Personal information
- Born: April 21, 1976 (age 50) Morristown, Tennessee, U.S.
- Listed height: 6 ft 2 in (1.88 m)
- Listed weight: 216 lb (98 kg)

Career information
- High school: Morristown-Hamblen West
- College: Memphis
- NFL draft: 1999: undrafted

Career history
- St. Louis Rams (1999-2000);

Awards and highlights
- Super Bowl champion (XXXIV);

Career NFL statistics
- Return yards: 173
- Stats at Pro Football Reference

= Darrius Blevins =

American football player (born 1976)

Darrius L. Blevins (born April 21, 1976) is an American former professional football player who was a wide receiver and return specialist for the St. Louis Rams of the National Football League (NFL). He was signed by the Rams as an undrafted free agent in 1999. He played college football for the Memphis Tigers.

==Early life and college==
Darrius Blevins was born on April 21, 1976, in Morristown, Tennessee.
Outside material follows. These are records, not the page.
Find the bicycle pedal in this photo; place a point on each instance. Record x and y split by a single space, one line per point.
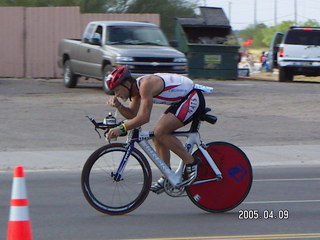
159 191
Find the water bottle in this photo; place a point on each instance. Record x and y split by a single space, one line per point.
110 120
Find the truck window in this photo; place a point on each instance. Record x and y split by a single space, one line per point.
136 35
88 33
303 37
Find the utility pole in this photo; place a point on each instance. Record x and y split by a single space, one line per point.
275 12
255 13
295 13
229 9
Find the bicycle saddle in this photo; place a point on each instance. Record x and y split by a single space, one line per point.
207 117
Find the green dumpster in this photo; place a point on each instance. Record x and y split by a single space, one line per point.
210 45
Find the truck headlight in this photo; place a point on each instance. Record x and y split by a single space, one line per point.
124 59
180 60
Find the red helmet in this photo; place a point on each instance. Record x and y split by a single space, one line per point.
118 76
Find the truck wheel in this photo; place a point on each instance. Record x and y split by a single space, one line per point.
70 79
285 75
106 71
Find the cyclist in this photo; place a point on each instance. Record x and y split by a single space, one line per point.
175 90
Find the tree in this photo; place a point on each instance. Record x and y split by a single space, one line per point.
168 10
262 35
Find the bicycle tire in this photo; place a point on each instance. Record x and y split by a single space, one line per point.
115 197
232 189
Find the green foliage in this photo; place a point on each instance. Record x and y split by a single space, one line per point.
262 35
168 10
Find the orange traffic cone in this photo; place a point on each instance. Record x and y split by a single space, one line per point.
19 225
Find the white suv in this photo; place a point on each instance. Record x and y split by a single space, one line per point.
297 52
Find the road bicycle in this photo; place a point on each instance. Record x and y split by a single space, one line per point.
116 178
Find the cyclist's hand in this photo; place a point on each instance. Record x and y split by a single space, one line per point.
113 102
113 133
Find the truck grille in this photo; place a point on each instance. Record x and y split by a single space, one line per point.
144 69
148 59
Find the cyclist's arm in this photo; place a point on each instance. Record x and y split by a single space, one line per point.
149 87
130 111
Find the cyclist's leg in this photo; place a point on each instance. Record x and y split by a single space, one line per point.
175 117
165 141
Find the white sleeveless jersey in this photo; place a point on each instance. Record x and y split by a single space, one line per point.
176 87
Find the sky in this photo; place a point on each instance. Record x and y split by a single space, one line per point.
241 13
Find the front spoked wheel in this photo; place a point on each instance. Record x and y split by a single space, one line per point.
110 194
228 193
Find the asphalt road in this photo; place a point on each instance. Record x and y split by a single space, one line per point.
58 210
43 127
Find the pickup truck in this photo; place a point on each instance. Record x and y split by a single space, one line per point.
106 45
296 52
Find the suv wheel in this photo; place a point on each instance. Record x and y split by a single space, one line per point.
285 75
70 79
He played high school football at Morristown-Hamblen High School West from 1991 to 1994. He attended the University of Memphis and played for the Memphis Tigers from 1994 to 1998. He graduated with a bachelor's degree.

==Professional career==
Blevins was signed by the St. Louis Rams in 1999 as an undrafted free agent. He didn't appear in any games for 1999 season, however the Rams won Super Bowl XXXIV by beating the Tennessee Titans 23–16.
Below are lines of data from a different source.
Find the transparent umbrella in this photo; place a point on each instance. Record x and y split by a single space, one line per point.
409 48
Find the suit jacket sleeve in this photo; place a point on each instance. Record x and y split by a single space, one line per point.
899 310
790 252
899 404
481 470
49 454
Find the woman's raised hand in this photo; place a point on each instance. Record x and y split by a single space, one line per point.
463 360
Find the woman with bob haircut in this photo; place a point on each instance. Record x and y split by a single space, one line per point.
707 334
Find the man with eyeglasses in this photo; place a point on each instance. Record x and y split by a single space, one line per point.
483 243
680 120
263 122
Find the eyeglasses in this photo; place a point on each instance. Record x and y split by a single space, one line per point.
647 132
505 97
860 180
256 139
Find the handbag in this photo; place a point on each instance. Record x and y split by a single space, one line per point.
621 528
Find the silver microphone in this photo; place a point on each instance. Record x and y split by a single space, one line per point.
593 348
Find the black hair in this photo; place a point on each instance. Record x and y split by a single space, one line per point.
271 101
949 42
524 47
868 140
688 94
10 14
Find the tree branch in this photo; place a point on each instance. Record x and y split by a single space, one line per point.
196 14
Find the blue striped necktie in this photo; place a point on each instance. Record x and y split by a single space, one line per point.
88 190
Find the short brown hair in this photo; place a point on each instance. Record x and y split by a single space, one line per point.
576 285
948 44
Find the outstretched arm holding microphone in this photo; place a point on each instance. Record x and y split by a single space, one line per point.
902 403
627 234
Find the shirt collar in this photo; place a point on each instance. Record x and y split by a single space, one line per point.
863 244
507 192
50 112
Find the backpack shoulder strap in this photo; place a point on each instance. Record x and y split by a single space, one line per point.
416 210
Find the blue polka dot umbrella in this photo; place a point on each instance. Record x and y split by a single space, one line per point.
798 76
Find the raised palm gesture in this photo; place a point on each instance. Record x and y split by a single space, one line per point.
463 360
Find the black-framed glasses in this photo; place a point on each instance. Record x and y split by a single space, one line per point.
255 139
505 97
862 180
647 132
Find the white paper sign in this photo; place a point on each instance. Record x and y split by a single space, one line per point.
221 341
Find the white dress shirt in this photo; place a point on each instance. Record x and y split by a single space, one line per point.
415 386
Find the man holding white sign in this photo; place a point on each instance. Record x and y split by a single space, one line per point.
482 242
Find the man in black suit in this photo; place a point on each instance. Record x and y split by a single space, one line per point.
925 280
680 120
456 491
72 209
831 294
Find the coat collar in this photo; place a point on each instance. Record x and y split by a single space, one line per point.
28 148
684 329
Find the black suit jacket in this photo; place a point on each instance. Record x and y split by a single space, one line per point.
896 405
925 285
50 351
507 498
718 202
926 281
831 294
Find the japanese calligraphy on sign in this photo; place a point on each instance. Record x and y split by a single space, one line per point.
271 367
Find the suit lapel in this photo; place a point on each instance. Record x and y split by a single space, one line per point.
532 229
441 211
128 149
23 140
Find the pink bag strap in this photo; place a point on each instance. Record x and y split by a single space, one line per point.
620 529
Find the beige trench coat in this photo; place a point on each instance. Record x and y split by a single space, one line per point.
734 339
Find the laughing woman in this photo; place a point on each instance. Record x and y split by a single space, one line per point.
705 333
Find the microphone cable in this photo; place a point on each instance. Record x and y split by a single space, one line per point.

Blevins was promoted to the active roster for the 2000 season and appeared in five games. He played in weeks 12-16 primarily as a kick returner, returning nine kicks for 173 yards and no touchdowns. He also logged a single tackle on special teams. The Rams went 10-6 and made the playoffs, losing to the New Orleans Saints 31–28 in the Wild Card round.

Prior to the 2001 season, Blevins was injured and placed on injury reserve. He retired soon after.